Methods: Anteroposterior and lateral radiographs and computerized
tomography scans (axial images and sagittal reconstructions) of thirty-one
acute traumatic fractures of the thoracolumbar spine were presented to
nineteen observers, all trained spine surgeons, who classified the fractures
according to both the AO and the Denis classification systems. Three months
later, the images of the thirty-one fractures were scrambled into a different
order, and the observers repeated the classification. The Cohen kappa
(?) test was used to determine interobserver and intraobserver
agreement, which was measured with regard to the three basic classifications
in the AO system (types A, B, and C) as well as the nine subtypes of that
system. We also measured the agreement with regard to the four basic types in
the Denis classification (compression, burst, seat-belt, and
fracture-dislocation) and with regard to the sixteen subtypes of that
system.
Results: The AO classification was fairly reproducible, with an
average kappa of 0.475 (range, 0.389 to 0.598) for the agreement regarding the
assignment of the three types and an average kappa of 0.537 for the agreement
regarding the nine subtypes.

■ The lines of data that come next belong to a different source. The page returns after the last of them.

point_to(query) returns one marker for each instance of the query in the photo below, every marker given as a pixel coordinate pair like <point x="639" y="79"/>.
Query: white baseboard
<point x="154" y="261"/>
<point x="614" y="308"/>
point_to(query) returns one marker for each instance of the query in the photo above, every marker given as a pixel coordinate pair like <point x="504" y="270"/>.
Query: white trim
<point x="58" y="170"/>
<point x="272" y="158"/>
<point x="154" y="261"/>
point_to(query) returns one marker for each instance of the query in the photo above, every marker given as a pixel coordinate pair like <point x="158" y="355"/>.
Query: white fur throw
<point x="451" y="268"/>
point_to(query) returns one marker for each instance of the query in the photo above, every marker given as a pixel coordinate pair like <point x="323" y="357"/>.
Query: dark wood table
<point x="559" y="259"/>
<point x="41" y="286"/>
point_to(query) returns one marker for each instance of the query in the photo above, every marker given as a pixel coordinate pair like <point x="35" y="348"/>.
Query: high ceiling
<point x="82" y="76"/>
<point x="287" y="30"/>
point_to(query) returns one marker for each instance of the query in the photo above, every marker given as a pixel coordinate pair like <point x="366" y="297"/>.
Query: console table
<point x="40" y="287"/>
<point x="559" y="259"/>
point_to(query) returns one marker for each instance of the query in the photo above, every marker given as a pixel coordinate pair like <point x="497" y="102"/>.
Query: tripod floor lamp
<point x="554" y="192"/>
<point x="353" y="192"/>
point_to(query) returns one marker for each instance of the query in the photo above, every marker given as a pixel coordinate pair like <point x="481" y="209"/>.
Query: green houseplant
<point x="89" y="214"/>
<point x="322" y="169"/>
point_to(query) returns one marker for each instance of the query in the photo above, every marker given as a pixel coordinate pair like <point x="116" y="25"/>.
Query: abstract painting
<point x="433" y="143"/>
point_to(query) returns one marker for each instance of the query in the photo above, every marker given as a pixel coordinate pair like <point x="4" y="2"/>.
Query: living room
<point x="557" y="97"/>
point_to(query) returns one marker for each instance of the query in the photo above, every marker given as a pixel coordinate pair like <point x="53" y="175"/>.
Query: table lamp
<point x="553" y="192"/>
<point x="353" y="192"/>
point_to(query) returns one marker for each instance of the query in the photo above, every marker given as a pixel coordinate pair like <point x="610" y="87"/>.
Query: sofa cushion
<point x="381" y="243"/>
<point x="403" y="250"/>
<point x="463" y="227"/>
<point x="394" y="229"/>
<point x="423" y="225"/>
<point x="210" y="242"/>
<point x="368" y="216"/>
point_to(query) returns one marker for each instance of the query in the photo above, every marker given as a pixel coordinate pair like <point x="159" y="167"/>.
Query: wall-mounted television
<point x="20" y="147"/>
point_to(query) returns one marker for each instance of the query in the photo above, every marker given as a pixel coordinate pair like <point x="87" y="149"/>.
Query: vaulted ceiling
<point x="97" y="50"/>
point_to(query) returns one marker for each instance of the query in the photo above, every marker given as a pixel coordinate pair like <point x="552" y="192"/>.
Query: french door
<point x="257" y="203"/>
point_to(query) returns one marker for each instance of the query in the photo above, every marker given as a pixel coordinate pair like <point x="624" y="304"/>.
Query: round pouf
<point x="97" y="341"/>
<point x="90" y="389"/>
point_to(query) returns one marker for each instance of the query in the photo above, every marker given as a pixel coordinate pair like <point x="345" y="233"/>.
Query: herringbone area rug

The average kappa for the agreement regarding the
assignment of the four Denis fracture types was 0.606 (range, 0.395 to 0.702),
and it was 0.173 for agreement regarding the sixteen subtypes. The
intraobserver agreement (repeatability) was 82% and 79% for the AO and Denis
types, respectively, and 67% and 56%, for the AO and Denis subtypes,
respectively.
Conclusions: Both the Denis and the AO system for the classification
of spine fractures had only moderate reliability and repeatability. The
tendency for well-trained spine surgeons to classify the same fracture
differently on repeat testing is a matter of some concern.